7 Juli 2022

SINGAPURA – Norma tradisional yang menyebutkan laki-laki menikahi perempuan yang berpendidikan lebih rendah dan perempuan yang mencari laki-laki berpendidikan lebih tinggi sedang berubah.

Persentase laki-laki yang mempunyai istri berpendidikan lebih rendah turun dari 16,3 persen pada tahun 2011 menjadi 12,3 persen pada tahun lalu.

Sementara itu, jumlah pernikahan yang melibatkan perempuan yang berpendidikan lebih tinggi dibandingkan suaminya meningkat dari 17,5 persen dari seluruh pernikahan pada tahun 2011 menjadi 18,2 persen pada tahun lalu.

Data tersebut tertuang dalam Statistik Perkawinan dan Perceraian 2021 dan diterbitkan oleh Departemen Statistika (DOS). Itu dirilis pada Rabu (6 Juli).

Namun, mayoritas pernikahan melibatkan pasangan dengan tingkat pendidikan yang sama. Sekitar 69,5 persen pasangan yang menikah tahun lalu termasuk dalam kategori ini, naik dari 66,2 persen pada tahun 2011.

Peningkatan jumlah pasangan tersebut disebabkan oleh semakin besarnya perkawinan sipil dimana kedua pasangan adalah lulusan universitas dan perkawinan Muslim dimana suami dan istri memiliki kualifikasi pasca sekolah atau universitas, kata DOS.

Sosiolog Universitas Nasional Singapura (NUS), Tan Ern Ser, menggambarkan tren semakin sedikit laki-laki yang menikahi perempuan berpendidikan rendah dan sebaliknya bagi perempuan sebagai hal yang signifikan secara sosial.

Namun ia mencatat bahwa kualifikasi pendidikan belum tentu menjadi indikator pendapatan yang baik dan pendapatan masih menjadi perhatian utama ketika memilih mitra.

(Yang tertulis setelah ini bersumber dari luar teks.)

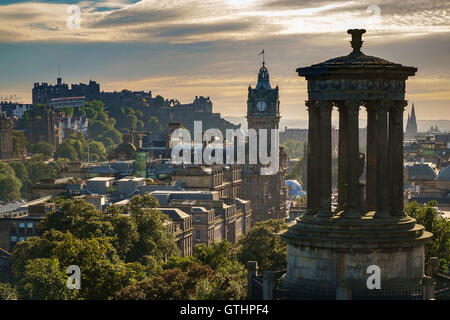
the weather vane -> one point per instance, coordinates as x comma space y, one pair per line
262, 53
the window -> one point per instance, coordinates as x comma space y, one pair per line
30, 228
21, 227
13, 227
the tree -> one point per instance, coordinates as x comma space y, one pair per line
43, 279
68, 111
10, 188
263, 244
296, 171
7, 292
439, 246
66, 150
102, 272
44, 148
154, 241
196, 282
38, 170
97, 149
79, 218
293, 148
6, 170
20, 143
20, 171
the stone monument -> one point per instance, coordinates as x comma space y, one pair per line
332, 253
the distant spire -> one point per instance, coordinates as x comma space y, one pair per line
262, 53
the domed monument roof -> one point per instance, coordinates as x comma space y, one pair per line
444, 174
355, 60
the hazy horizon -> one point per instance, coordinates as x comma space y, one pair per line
186, 48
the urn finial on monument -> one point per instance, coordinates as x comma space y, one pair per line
356, 38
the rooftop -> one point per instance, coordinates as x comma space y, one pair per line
101, 179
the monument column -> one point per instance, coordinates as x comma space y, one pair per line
371, 169
313, 158
325, 159
342, 160
396, 145
353, 168
382, 161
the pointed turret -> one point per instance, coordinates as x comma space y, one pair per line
263, 78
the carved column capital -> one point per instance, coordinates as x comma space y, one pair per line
353, 106
311, 104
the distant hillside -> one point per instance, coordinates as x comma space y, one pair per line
423, 125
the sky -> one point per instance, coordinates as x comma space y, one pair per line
186, 48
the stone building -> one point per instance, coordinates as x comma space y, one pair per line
267, 193
17, 227
43, 93
6, 133
226, 179
330, 253
48, 127
217, 220
181, 227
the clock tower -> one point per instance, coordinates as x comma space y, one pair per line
263, 104
267, 193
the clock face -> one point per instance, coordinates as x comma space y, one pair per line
261, 106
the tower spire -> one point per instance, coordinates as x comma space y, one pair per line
413, 113
264, 61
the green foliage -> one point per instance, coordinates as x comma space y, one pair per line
20, 142
76, 148
43, 279
7, 292
38, 170
9, 184
44, 148
10, 188
66, 151
68, 111
195, 283
140, 236
439, 246
263, 244
293, 148
79, 218
6, 170
39, 267
20, 171
101, 125
296, 171
154, 240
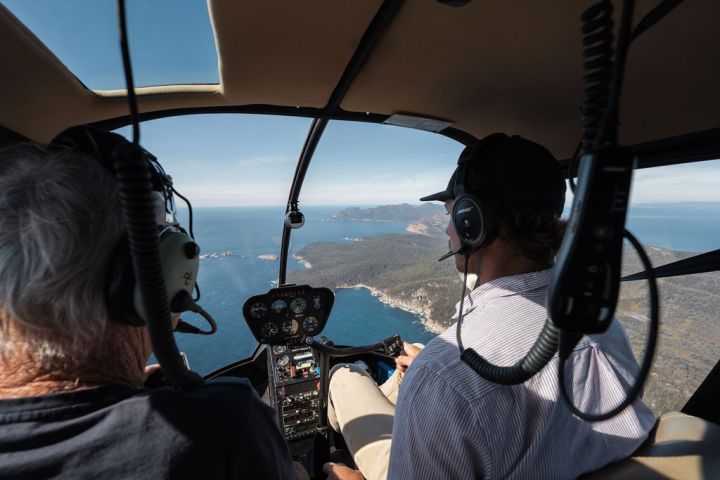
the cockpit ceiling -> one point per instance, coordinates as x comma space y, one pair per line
490, 66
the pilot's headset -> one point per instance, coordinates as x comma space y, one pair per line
179, 254
475, 216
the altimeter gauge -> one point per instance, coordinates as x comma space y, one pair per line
310, 325
317, 303
258, 310
298, 305
290, 327
279, 305
268, 330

Shailey Hingorani, kepala penelitian dan advokasi di Asosiasi Perempuan untuk Aksi dan Penelitian (Sadar), mencatat bahwa peran gender tradisional menentukan bahwa pendidikan tinggi meningkatkan prospek pekerjaan seseorang, menjadikan laki-laki lebih menarik daripada laki-laki yang dapat memenuhi peran sebagai pencari nafkah. , sekaligus mengurangi peluang seorang perempuan untuk tinggal di rumah dan bergantung pada suaminya untuk menafkahi keluarganya.

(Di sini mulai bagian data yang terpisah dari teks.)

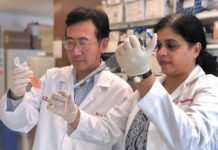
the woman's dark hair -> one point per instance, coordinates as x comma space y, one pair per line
99, 19
191, 29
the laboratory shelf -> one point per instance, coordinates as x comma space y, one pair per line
205, 17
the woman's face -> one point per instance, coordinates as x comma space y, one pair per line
174, 55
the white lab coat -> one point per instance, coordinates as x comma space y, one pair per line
108, 90
185, 120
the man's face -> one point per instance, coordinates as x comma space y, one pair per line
87, 57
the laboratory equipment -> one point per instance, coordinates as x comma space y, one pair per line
110, 63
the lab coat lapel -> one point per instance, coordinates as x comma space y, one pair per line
101, 81
66, 80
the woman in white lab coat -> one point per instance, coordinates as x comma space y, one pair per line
87, 32
177, 112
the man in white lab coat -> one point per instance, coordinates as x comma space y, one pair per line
87, 34
176, 112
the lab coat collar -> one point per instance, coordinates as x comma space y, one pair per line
196, 72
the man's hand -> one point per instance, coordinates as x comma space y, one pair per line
62, 104
19, 80
132, 58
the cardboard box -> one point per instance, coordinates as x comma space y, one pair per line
115, 13
135, 11
36, 43
33, 29
189, 6
17, 40
157, 9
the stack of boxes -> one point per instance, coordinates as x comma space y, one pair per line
120, 11
28, 39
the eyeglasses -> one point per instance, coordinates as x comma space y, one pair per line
82, 45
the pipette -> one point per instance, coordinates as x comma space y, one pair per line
33, 80
110, 63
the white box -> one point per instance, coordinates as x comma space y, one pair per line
113, 41
135, 11
157, 8
115, 13
40, 64
126, 1
2, 72
112, 2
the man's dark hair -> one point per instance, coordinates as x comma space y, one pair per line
99, 19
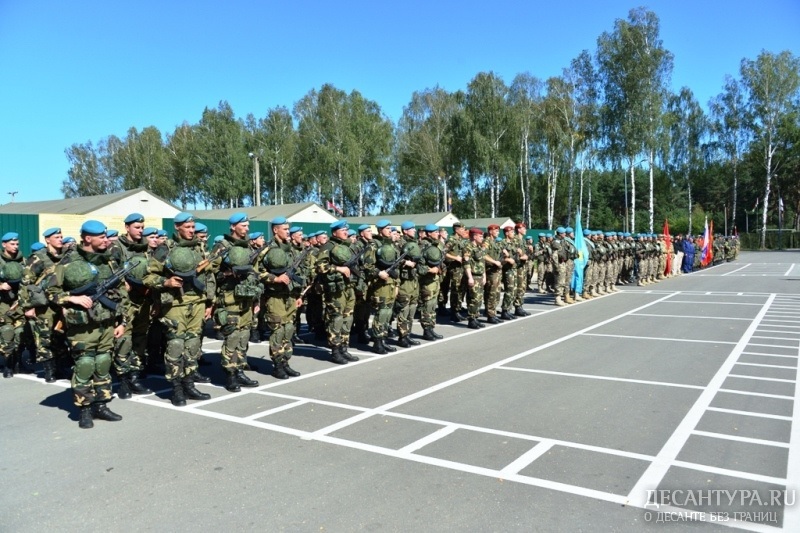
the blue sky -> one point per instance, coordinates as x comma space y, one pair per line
72, 72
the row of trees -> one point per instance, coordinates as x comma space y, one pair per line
606, 136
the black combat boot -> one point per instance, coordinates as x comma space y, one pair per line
197, 377
336, 356
245, 381
346, 354
191, 391
291, 372
178, 397
85, 418
124, 390
49, 367
137, 387
278, 371
232, 383
101, 411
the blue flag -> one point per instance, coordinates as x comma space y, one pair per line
583, 257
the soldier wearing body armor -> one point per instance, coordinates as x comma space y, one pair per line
130, 348
236, 302
51, 348
474, 275
91, 320
430, 273
493, 260
364, 245
280, 298
12, 317
383, 286
178, 274
521, 285
338, 291
408, 290
453, 282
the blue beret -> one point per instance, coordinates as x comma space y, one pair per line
134, 217
93, 227
180, 218
236, 218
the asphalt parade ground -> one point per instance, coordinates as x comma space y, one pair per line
669, 406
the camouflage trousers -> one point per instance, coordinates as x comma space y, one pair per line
522, 284
491, 291
509, 288
428, 300
406, 304
234, 322
339, 307
381, 299
475, 297
90, 346
279, 313
184, 326
130, 349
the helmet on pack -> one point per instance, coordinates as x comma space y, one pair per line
276, 260
182, 261
11, 272
78, 274
433, 255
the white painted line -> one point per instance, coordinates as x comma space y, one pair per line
655, 338
602, 378
424, 441
274, 410
655, 473
759, 394
769, 354
477, 372
732, 473
694, 317
737, 270
750, 413
526, 458
737, 438
756, 378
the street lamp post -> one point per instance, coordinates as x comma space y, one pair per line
256, 177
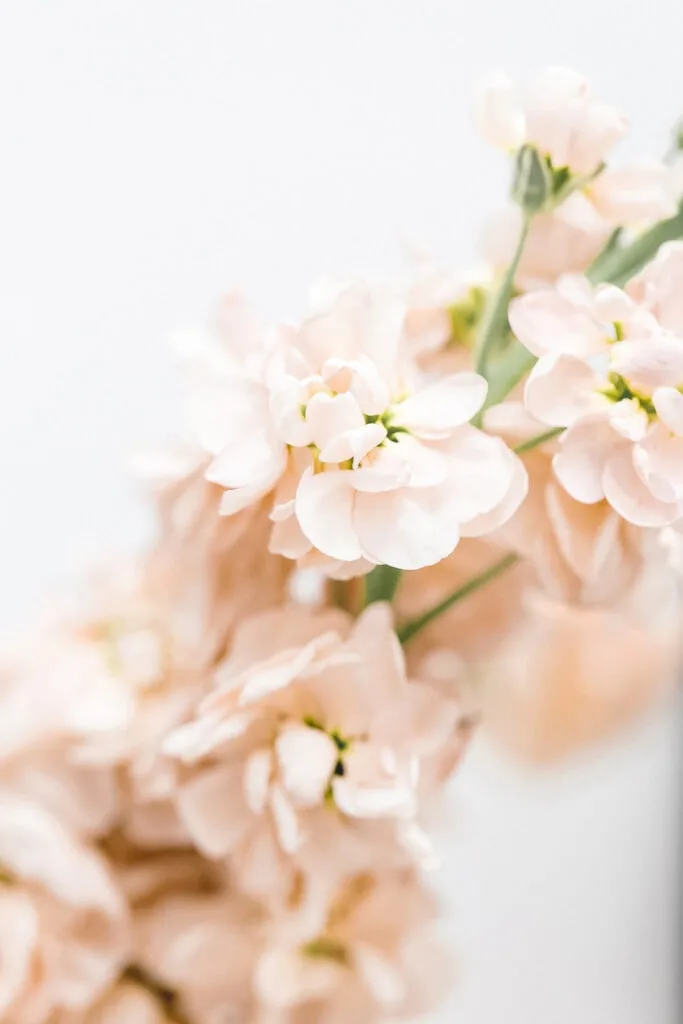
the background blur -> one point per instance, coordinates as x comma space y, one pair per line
157, 152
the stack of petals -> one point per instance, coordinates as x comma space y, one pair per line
428, 507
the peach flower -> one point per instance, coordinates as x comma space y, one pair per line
369, 466
609, 373
307, 732
63, 933
367, 954
556, 114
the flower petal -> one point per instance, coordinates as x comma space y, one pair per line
435, 410
325, 510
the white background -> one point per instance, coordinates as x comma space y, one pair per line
157, 152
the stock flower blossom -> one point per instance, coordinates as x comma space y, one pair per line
308, 714
216, 767
610, 374
556, 114
368, 467
566, 239
369, 953
63, 933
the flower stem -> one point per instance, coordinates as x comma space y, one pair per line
532, 442
616, 264
381, 584
410, 630
495, 320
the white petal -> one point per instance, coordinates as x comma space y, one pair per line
286, 821
407, 528
498, 113
258, 771
630, 497
436, 409
306, 758
581, 461
329, 416
325, 510
669, 404
560, 389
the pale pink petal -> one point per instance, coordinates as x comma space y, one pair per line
585, 450
353, 444
306, 758
258, 770
488, 521
383, 977
329, 416
325, 511
658, 461
634, 194
649, 364
286, 821
436, 409
498, 113
287, 538
560, 389
19, 934
669, 404
363, 379
385, 468
547, 323
407, 528
629, 496
285, 977
213, 809
482, 471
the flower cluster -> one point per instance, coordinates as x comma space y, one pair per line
452, 500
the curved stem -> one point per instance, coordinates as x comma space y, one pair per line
410, 630
532, 442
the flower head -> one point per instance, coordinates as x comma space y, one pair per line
610, 373
369, 464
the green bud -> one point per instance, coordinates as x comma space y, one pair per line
532, 183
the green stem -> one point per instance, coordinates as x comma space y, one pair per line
495, 320
532, 442
381, 584
410, 630
616, 264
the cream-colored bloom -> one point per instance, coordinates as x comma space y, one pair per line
368, 953
612, 375
556, 114
369, 463
312, 721
63, 935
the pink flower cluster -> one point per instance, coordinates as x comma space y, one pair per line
423, 506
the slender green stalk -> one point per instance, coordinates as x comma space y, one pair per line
495, 320
616, 264
381, 584
507, 372
532, 442
410, 630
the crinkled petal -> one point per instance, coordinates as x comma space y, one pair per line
325, 510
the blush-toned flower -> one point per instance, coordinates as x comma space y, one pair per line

Namun sekarang terdapat lebih banyak perempuan yang berpendidikan tinggi, dibandingkan laki-laki, dan hal ini menyebabkan lebih banyak laki-laki menikah dengan seseorang yang memiliki tingkat pendidikan yang sama dan lebih sedikit laki-laki yang menikahi istri yang kurang berpendidikan, kata Dr Tan Poh Lin, asisten profesor di Lee Kuan Yew. Sekolah. Kebijakan Publik di NUS.

Pekerja sosial di Layanan Masyarakat Fei Yue, Marie Yeo, mengatakan seiring dengan semakin banyaknya perempuan yang berpendidikan tinggi saat ini, mereka menjadi mandiri secara finansial dan mungkin tidak keberatan menikah dengan pria yang kurang berpendidikan.

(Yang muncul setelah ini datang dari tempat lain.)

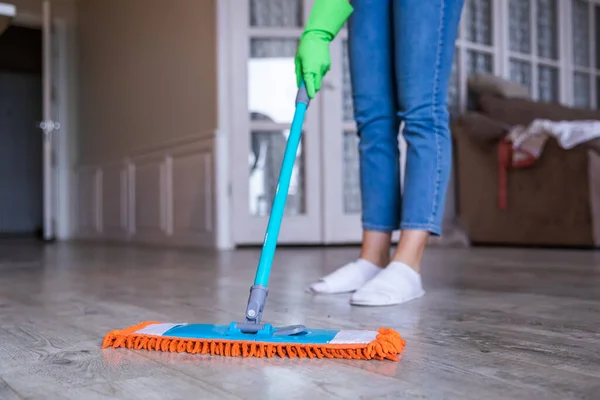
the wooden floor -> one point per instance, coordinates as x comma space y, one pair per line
495, 324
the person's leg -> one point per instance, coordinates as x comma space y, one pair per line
425, 33
373, 85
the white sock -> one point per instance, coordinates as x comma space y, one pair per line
347, 278
396, 284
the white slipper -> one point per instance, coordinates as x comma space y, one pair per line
396, 284
346, 279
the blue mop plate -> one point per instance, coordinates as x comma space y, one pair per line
267, 334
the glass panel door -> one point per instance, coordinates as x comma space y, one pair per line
264, 100
339, 141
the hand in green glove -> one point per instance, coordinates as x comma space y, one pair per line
312, 58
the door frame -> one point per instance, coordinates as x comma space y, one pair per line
65, 141
233, 49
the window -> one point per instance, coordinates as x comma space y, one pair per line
549, 46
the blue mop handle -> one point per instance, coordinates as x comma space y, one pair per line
287, 166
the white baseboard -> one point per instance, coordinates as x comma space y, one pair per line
163, 196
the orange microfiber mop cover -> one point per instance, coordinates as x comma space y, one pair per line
387, 346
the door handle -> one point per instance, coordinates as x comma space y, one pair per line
49, 126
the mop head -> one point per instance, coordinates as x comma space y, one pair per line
386, 344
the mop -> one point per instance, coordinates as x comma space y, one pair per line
252, 337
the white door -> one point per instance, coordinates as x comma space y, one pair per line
49, 125
324, 206
339, 147
265, 35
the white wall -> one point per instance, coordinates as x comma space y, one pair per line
147, 121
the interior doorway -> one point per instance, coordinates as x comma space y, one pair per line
21, 145
323, 206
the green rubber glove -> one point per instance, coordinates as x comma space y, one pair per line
312, 58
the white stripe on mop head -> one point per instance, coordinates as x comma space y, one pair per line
157, 329
354, 337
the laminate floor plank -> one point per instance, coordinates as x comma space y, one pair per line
494, 324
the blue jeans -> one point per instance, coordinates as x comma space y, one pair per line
401, 55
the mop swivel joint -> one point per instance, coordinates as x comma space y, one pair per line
256, 303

Ia juga melihat adanya pergeseran ekspektasi terhadap peran dan tanggung jawab di antara pasangan tersebut, dengan menambahkan: “Perempuan saat ini menghargai dan mengharapkan kontribusi yang setara dari laki-laki di rumah, dan kami senang melihat semakin banyak laki-laki yang bersedia memberikan tanggung jawab mereka dalam urusan rumah tangga. tanggung jawab, seperti pekerjaan rumah tangga, pemasaran dan perawatan, sementara perempuan juga bekerja dan berkontribusi secara finansial terhadap rumah tangga.”